Navratilova continued to make name for herself after becoming a U.S. citizen. She was named Women Tennis Association’s Tour Player of the Year seven times, the Associated Press’ Female Athlete of the Year, and one of the Top 40 athletes of all time by Sports Illustrated. She was inducted into the International Tennis Hall of Fame in 2000 and officially left the tour circuit in 2006 as she approached her 50th birthday.

She wasn’t just famous for her skill on the court though. Navratilova also broke boundaries as one of the few openly queer women in the sport. In July 1981, after receiving her U.S. citizenship, Navratilova told reporters she was actually bisexual and later identified as a lesbian. (She was initially outed without consent, though, in what she once described as a “gay witch hunt.”)
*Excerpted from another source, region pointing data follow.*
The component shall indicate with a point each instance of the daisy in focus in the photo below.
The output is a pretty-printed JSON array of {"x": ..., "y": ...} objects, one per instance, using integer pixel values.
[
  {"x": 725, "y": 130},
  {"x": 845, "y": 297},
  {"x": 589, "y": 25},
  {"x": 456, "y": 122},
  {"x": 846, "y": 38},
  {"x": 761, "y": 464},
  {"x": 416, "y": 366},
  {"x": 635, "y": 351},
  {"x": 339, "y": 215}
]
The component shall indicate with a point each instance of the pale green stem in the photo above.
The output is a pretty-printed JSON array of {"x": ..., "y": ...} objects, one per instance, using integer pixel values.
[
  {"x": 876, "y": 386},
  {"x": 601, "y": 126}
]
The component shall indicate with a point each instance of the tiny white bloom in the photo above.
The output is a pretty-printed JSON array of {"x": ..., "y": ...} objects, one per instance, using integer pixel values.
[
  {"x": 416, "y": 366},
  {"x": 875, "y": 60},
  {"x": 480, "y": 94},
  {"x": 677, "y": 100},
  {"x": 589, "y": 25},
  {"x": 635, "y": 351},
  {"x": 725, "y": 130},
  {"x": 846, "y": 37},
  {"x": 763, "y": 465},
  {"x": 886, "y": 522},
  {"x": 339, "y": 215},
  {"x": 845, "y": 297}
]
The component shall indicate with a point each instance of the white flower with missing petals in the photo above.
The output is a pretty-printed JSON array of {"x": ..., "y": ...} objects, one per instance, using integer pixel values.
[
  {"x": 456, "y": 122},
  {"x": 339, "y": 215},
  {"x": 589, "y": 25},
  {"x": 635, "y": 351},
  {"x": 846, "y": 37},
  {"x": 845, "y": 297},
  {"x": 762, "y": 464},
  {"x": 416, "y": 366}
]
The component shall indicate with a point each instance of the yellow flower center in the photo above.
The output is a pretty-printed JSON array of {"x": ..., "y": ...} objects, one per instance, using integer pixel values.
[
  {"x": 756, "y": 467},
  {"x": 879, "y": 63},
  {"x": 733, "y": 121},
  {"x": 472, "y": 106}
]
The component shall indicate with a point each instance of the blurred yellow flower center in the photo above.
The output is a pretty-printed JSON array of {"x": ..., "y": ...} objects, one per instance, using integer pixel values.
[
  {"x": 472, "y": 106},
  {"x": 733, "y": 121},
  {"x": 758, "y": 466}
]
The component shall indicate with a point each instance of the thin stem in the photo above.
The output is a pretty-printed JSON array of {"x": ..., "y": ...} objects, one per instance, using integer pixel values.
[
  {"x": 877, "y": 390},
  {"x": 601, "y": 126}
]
“Martina was the first legitimate superstar who literally came out while she was a superstar,” Donna Lopiano, executive director of the Women’s Sports Foundation, told ESPN. “She exploded the barrier by putting it on the table. She basically said, ‘This part of my life doesn’t have anything to do with me as a tennis player. Judge me for who I am.’”

Navratilova met Lemigova in 2000. But they didn’t really have a date until they reunited again years later. “We met for the really first time in 2000. But then our lives kind of drifted apart and we didn't see each other for eight years until Paris,” Lemigova told E! News. “I already had my two little daughters and I asked Martina, ‘Would you like to have a breakfast?’ Eight years later and she said, ‘I sure would.’ So we have a breakfast, and then the next day we had another breakfast, and the third day we had another breakfast, and we never separated since. We’ve been together now since 2008.” Navratilova proposed to Lemigova at the U.S. Open tennis championships in 2014 while she was doing commentary for the men’s matches.

Since her retirement, Navratilova has become known for her largely outspoken and progressive politics, including her support for gay marriage, Black Lives Matter, and vaccines. (But controversially, she’s also consistently affirmed that she thinks trans women should not be allowed to play in women’s sports.) She currently lives in Miami with Lemigova, their two daughters, and an assortment of animals on their small family farm. She’s a regular BBC commentator during tennis matches, and in 2018, Reese Witherspoon announced she was producing a documentary about Navratilova’s life.